Izal fue una banda de pop-rock alternativo e indie pop fundada en Madrid en 2010. El quinteto estuvo integrado por su líder, compositor y vocalista Mikel Izal, acompañado por Alejandro Jordá (batería), Alberto Pérez (guitarras), Iván Mella (teclados) y Emanuel Pérez «Gato» (bajo). La formación ostenta un papel histórico dentro de la música española: se convirtieron en el paradigma definitivo de cómo un grupo totalmente independiente, sin el respaldo inicial de grandes multinacionales, pudo alcanzar un éxito masivo de estadios basando su estrategia en la autogestión, canciones repletas de épica existencial y un demoledor boca a oreja.
El universo sonoro de Izal se caracterizó por su dinamismo, su cuidada complejidad rítmica y una búsqueda constante de la catarsis colectiva. Su propuesta artística se definió a través de los siguientes pilares:
Pop-Rock Épico y de Crecimiento: Sus estructuras musicales solían basarse en desarrollos in crescendo, donde la canción empezaba de forma contenida y estallaba en estribillos monumentales arropados por sintetizadores y guitarras eléctricas potentes.
Lírica Metafórica, Psicológica y Vital: Las letras de Mikel Izal exploraban los miedos humanos, las relaciones sentimentales complejas, los viajes espaciales como metáfora de la soledad, el azar y la resiliencia ante la tempestad emocional.
Sección Rítmica y Vientos Sintéticos: El uso del teclado y de programaciones electrónicas sutiles, sumado a la contundencia de la batería de Jordá, les permitió facturar ritmos muy bailables y enérgicos pensados para grandes recintos.
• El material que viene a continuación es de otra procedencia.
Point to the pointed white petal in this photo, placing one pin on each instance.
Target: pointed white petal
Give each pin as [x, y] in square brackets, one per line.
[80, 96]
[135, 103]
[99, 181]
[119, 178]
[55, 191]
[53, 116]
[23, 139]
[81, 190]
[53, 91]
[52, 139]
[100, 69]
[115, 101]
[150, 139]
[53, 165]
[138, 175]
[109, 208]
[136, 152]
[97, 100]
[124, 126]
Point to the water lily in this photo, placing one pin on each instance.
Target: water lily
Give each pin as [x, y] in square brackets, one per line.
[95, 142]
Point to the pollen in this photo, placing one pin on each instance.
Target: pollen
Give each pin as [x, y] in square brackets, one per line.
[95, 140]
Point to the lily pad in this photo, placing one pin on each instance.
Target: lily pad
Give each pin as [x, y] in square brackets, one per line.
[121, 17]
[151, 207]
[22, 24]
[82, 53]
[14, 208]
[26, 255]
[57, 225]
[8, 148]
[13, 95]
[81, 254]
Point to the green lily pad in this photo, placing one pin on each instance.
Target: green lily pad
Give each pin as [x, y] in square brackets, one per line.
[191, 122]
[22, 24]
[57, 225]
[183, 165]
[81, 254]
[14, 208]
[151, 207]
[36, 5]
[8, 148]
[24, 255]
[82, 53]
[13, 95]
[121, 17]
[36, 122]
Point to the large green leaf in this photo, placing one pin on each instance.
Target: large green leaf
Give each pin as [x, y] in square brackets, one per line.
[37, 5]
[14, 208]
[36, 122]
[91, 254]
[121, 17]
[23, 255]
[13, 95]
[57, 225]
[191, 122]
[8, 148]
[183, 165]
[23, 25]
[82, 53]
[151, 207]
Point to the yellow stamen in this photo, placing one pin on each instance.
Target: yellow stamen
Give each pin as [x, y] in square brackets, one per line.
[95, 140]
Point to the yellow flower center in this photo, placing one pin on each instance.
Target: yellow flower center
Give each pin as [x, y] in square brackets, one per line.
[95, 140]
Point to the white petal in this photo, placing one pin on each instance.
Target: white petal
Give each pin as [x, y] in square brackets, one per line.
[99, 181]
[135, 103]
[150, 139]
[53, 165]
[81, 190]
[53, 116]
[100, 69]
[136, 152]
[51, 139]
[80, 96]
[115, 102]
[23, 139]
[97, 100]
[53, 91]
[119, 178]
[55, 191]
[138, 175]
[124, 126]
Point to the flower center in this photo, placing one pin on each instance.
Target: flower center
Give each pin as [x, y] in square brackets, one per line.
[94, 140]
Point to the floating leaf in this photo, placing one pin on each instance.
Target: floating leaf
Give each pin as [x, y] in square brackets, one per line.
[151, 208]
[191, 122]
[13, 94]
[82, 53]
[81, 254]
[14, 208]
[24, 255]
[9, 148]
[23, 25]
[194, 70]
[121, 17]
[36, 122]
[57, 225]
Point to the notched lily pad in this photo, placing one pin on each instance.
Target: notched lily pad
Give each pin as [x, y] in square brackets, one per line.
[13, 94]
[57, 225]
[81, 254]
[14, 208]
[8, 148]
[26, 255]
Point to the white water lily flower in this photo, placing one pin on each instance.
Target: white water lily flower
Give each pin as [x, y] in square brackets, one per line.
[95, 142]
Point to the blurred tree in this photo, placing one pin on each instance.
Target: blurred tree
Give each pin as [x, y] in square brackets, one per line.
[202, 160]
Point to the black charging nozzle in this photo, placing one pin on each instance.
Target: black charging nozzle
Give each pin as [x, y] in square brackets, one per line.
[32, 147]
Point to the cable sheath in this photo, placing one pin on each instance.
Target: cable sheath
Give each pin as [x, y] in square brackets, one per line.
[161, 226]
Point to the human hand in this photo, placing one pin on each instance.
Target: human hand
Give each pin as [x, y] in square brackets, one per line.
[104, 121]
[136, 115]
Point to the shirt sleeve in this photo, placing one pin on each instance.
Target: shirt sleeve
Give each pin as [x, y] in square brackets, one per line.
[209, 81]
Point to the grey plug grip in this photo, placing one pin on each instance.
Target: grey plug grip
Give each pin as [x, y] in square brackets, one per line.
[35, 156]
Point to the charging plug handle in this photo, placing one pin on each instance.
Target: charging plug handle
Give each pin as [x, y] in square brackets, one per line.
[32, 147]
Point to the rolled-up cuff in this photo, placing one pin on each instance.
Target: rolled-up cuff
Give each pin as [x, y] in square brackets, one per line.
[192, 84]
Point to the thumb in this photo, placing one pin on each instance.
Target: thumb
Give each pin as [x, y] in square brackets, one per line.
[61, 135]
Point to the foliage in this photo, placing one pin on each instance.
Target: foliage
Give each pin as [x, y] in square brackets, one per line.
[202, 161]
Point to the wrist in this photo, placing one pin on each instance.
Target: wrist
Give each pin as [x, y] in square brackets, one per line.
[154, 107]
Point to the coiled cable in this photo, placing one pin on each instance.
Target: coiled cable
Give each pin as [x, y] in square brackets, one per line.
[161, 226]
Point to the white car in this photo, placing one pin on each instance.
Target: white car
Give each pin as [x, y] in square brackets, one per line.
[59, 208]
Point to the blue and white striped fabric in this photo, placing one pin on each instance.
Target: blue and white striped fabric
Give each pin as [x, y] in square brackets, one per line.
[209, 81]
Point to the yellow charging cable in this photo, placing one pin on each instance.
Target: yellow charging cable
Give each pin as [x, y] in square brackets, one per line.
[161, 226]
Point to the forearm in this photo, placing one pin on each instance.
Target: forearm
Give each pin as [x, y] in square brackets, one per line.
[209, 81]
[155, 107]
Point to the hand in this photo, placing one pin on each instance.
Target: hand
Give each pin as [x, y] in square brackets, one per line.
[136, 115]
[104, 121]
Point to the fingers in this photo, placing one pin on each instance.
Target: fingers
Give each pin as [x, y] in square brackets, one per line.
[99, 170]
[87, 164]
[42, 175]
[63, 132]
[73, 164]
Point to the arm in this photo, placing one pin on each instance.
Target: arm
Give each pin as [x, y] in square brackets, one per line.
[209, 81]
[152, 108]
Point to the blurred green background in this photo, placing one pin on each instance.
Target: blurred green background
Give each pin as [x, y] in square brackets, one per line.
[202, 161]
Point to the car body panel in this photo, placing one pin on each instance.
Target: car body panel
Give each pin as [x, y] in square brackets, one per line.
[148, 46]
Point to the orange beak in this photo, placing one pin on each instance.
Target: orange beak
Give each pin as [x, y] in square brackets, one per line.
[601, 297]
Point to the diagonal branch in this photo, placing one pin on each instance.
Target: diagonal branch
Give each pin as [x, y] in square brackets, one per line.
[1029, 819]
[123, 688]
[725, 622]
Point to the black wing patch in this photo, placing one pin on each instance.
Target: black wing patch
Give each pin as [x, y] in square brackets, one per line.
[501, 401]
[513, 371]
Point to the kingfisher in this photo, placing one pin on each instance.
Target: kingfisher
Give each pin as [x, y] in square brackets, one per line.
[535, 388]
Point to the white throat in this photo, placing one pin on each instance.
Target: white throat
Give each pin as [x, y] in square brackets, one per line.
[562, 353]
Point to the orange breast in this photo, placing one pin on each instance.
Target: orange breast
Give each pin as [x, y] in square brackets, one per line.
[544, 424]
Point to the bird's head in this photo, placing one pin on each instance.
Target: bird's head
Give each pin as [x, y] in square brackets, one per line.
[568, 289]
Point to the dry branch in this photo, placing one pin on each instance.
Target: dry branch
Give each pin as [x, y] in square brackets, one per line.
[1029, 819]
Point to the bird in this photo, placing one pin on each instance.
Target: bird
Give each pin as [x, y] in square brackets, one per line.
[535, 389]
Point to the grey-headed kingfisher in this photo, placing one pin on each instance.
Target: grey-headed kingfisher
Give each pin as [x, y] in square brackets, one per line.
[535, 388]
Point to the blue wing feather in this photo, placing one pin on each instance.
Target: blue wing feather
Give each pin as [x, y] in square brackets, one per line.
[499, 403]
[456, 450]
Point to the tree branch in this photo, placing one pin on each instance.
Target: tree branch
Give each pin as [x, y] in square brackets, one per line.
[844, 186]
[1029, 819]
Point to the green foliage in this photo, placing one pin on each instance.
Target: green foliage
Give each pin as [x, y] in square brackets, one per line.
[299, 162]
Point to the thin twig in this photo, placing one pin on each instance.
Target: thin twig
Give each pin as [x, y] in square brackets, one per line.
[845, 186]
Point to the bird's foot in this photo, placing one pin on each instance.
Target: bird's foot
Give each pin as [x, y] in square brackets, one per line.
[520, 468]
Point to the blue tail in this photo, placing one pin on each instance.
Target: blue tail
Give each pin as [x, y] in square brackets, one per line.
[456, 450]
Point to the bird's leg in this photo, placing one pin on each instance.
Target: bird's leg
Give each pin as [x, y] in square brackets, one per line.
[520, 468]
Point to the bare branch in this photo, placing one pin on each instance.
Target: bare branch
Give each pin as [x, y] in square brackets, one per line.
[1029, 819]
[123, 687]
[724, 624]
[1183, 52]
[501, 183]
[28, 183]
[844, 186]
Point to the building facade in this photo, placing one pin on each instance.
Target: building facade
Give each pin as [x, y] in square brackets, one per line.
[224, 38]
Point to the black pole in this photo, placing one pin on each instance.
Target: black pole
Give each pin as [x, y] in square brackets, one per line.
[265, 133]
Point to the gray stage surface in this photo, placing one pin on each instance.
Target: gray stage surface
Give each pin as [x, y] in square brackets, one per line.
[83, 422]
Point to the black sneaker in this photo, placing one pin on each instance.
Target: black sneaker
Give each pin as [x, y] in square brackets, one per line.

Su inconfundible forma de cantar, con giros vocales muy personales y una tesitura potente, dotó a la banda de una identidad inmediatamente reconocible en todo el panorama nacional.
La trayectoria de Izal estuvo marcada por una regularidad impecable en el estudio, donde cada lanzamiento supuso subir un nuevo peldaño en la escala de popularidad de la industria:
Magia y Efectos Especiales (2012): Su debut en larga duración de forma autoeditada. Financiado gracias al micromecenazgo de sus primeros seguidores, el álbum sorprendió en el circuito gracias a la frescura de canciones como «La mujer de verde».
Agujeros de Gusano (2013): El disco que los consolidó en la primera línea de todos los festivales españoles. Con temas como «Qué bien» o «Asuntos propios», demostraron una asombrosa madurez compositiva en tiempo récord.
Copacabana (2015): Su consagración absoluta y un éxito comercial masivo. Grabado en los estudios de Santos & Fluren en Barcelona, el álbum —gracias a su emblemático tema homónimo y a «El baile»— los llevó directamente a llenar pabellones de deportes por todo el país.
Autoterapia (2018): Un álbum introspectivo donde la banda recurrió a una rica variedad de arreglos (introduciendo secciones de cuerda y vientos) y donde plasmaron una profunda mirada al interior de la mente con éxitos como «El pozo» o «Pausa».
Hogar (2021): El último disco de estudio de la banda, concebido durante el confinamiento. Un trabajo honesto, pausado y residencial en el que se despojaron de artificios para hablar de la importancia de los refugios personales y la amistad en las malas épocas.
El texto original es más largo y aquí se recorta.